Loans for financing small business

Loan's to help your business succeed are often the most appropriate form of financing.
Loan's to help your business succeed are often the most appropriate form of financing.

Small Business personal loans

depending on the capital needs, you may wish to consider turning to family or friends for assistance. This can oftentimes be an attractive solution, especially if the requirements fall within the ability of the people approached. The amount most often solicited from friends and families will not exceed $50,000. When you decide to approach this potential source of funding, do it in the same manner you would if it was your banker and not your Mother-in-Law sitting across from you. Be very professional in your approach, do not try to oversell but maintain a certain air of enthusiasm. As it will be a loan and not a grant, be prepared to discuss terms; the repayment schedule and the interest rate and the ramifications should the enterprise fail.

When the amount needed is in excess of what family and friends are willing to advance, financing small business through institutional loans is the next stage.

Small Business Institutional loans

Obtaining a bank loan is not the easiest thing in the world, but it can be done, it is done every day of the week.

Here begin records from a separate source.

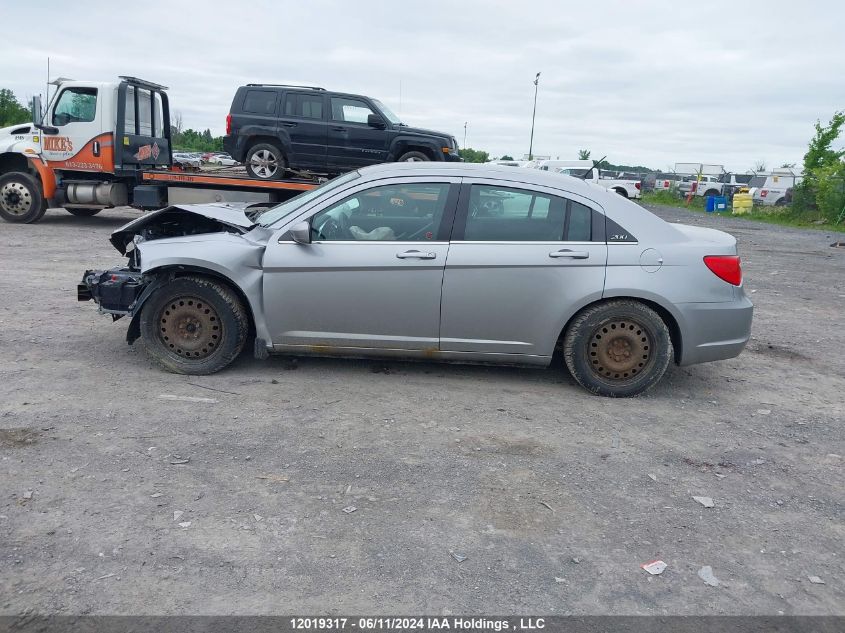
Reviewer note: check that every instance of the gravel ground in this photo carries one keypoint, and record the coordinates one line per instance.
(118, 497)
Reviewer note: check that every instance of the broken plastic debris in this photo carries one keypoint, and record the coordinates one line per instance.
(706, 574)
(707, 502)
(655, 567)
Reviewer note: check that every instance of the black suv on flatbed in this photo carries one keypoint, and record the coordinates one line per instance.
(272, 128)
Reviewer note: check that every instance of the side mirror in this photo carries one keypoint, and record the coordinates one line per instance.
(36, 111)
(301, 233)
(374, 120)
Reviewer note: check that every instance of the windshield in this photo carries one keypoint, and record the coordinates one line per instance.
(387, 112)
(274, 214)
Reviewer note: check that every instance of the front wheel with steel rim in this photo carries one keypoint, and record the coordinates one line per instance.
(618, 348)
(21, 200)
(265, 161)
(194, 325)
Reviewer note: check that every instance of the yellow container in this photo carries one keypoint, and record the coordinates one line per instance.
(742, 203)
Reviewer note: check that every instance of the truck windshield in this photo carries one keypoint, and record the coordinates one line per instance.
(274, 214)
(387, 112)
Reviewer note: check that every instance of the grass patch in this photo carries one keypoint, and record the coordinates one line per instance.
(783, 216)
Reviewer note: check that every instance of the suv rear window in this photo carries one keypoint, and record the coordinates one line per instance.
(260, 102)
(308, 106)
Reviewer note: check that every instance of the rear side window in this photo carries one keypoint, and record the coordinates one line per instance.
(503, 214)
(306, 106)
(260, 102)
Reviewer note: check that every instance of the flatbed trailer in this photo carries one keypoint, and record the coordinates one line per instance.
(102, 145)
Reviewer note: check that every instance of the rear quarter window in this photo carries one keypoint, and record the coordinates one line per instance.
(260, 102)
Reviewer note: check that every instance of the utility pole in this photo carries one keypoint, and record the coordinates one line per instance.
(533, 115)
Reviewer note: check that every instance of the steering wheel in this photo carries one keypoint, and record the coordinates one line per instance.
(333, 229)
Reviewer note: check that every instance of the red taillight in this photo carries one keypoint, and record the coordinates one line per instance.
(725, 267)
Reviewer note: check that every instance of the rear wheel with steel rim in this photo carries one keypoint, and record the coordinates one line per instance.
(265, 161)
(21, 200)
(619, 348)
(193, 325)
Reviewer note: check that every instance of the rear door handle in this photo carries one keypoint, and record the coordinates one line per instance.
(565, 252)
(416, 255)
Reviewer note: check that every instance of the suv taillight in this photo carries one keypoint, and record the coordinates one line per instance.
(725, 267)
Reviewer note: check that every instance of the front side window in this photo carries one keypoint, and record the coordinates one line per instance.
(76, 105)
(505, 214)
(350, 110)
(401, 212)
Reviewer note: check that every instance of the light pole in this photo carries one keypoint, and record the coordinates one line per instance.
(533, 114)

If you are going to approach the bank where you hold your personal accounts, it is oftentimes easier. You should make it your business to find out what you can about what factors the bank uses when they evaluate your application. If you have already developed a working relationship with your banker, access to this information is easy. Different lending institutions have different parameters that they set for loan approval. If you can find out in advance what is most important to the bank, you can address your replies in more depth and detail.

Financing small business is really no different than financing big business. One of the key elements that are looked at by either an institution that offers equity financing or an institution that offers debt financing is your debt-to-equity ratio. This ratio is the simple relationship between the money you have borrowed vs. the money that you have invested in the business. Funding is easier if your investment in the business is greater than the current debt. To determine if you should contemplate debt or equity financing you should look at you debt-to-equity ratio. If your ratio of equity to debt is high, seek debt financing. If you have a high proportion of debt to equity, seek equity financing to increase ownership investment. You do not want to find your company over leveraged with high debt and low capital. That is a sure recipe for disaster.

If your debt-to-equity ratio is high, and you decide to apply for a bank loan, you will maintain 100% of your ownership, but you will take on the burden of repayment. All situations are different, but many banks will demand collateral and more often than not, this will mean using your house for this purpose.

Small business funding tips

Other small business financing options

If your circumstances are such that you need equity financing, you stand to give up a percentage of ownership in your company. In return for a holding in the company, equity financing allows you to get funding with no additional debt and no need to repay at any specific time. The provider of added equity gets his rewards just as you do, profit and dividends. These financial rewards are shared between all the equity partners in accordance with the percentage of the business they own.

Although there are other ways to get financing for small business, such as government grants, for the small business or a business that is in an active stage of growth, equity financing is perhaps the best option. Venture capital abounds, but the venture capitalist is wary of parting with his money, having been burnt with the bursting of the dot-com bubble. However, they are institutional risk takers, and if approached with a viable business plan, including the sale or IPO option with a three to five year period, you will be of interest to them. You may very well find yourself sharing management control with a representative from the venture capitalist, but if you’re ready to grow and then turn your vision into cash, then in the opinion of the writer, equity financing is the best of all the options available for financing small business.